The evolution of research techniques in social science is a topic of great interest to me. Reading about past assumptions held when evaluating the actual effect on audiences of television programs is almost laughable today. How could researchers actually believe that counting acts of violence or analyzing the power structure that controls the media is equivalent to evaluating the message that is getting through to the audience? It seems very common sensical that different members of an audience would receive varying meanings from watching a television show, seeing as how our perspectives on life are informed by a host of unique, individual, and personal experiences.
My first impression after understanding the intentions of this article was, "Seriously?! You're going to evaluate how different audiences in various countries view an absolutely frivolous show like 'Dallas'?" However, I realize now that that is part of the point. I think of Dallas (and other comparable soap operas) as having no relation to the reality of my life, but maybe in other places audiences will relate differently and gather a different meaning from this show.

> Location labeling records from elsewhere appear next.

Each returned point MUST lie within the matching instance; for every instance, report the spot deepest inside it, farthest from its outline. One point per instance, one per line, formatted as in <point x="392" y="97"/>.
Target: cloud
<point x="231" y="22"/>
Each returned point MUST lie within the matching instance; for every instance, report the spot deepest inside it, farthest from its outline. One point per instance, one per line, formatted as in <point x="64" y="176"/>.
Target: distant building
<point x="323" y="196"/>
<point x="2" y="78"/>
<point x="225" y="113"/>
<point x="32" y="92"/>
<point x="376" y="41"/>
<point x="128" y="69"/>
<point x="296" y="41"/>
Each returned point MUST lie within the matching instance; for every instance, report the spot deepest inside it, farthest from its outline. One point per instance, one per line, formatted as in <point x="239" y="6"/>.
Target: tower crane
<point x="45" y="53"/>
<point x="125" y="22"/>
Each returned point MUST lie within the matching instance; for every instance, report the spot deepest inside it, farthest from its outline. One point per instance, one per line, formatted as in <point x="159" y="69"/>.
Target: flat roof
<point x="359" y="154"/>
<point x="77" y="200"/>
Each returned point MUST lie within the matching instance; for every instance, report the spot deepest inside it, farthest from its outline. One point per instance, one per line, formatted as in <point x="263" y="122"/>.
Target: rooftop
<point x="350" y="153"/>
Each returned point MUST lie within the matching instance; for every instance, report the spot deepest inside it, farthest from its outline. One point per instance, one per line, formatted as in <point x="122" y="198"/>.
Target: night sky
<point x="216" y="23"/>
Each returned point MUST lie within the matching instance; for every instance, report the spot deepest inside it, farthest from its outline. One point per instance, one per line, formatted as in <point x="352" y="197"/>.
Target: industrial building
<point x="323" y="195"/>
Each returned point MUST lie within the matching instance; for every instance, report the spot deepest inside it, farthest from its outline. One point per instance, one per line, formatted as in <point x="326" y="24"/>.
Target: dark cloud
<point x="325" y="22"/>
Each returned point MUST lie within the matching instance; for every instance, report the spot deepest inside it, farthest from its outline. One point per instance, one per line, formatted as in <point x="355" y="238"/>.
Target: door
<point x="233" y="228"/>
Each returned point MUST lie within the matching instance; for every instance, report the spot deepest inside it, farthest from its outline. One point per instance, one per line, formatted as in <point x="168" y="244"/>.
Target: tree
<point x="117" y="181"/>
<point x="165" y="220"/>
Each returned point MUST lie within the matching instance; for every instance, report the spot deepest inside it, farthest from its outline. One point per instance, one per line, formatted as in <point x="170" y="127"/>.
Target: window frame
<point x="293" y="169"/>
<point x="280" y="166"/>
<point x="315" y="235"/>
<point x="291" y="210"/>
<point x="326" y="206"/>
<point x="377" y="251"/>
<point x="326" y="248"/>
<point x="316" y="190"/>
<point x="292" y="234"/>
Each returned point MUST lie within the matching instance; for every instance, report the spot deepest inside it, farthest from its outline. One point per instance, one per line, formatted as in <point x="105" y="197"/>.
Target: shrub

And this is exactly what the researchers found. Since 'Dallas' at its core was a story about a family, it allowed viewers to examine their own interpersonal relations and values in comparison to those on this TV program. For Dutch viewers, the researcher Ang concluded that 'Dallas' transmitted "the sense of tragedy in life," while the German researcher, Herzog, found that Germans viewed the show as an "escapist fantasy" (Katz and Liebes 377). Viewers from other countries garnered different meanings from watching 'Dallas' as well.
I wonder if present-day soap operas can still be seen "as mobilizing ethnic and national identities and as capable of promoting social and economic change" (Katz and Liebes 373). Do you think 'Passions' really has that kind of effect on people? In all seriousness though, it seems that at least American soap operas are falling on hard times. For example, 'Guiding Light,' the country's longest running soap, originally a 1930s radio drama, was cancelled earlier this year due to financial inviability.
With the recognition that audiences are active viewers, research in the area of content analysis and the study of effect has made great strides. To take this research a step further, I think it would be interesting to look at how exporting television program formats affects viewers internationally, for example the pop idol shows. How is the format for this show tweaked when shown in different countries and how do the different country audiences respond to these shows?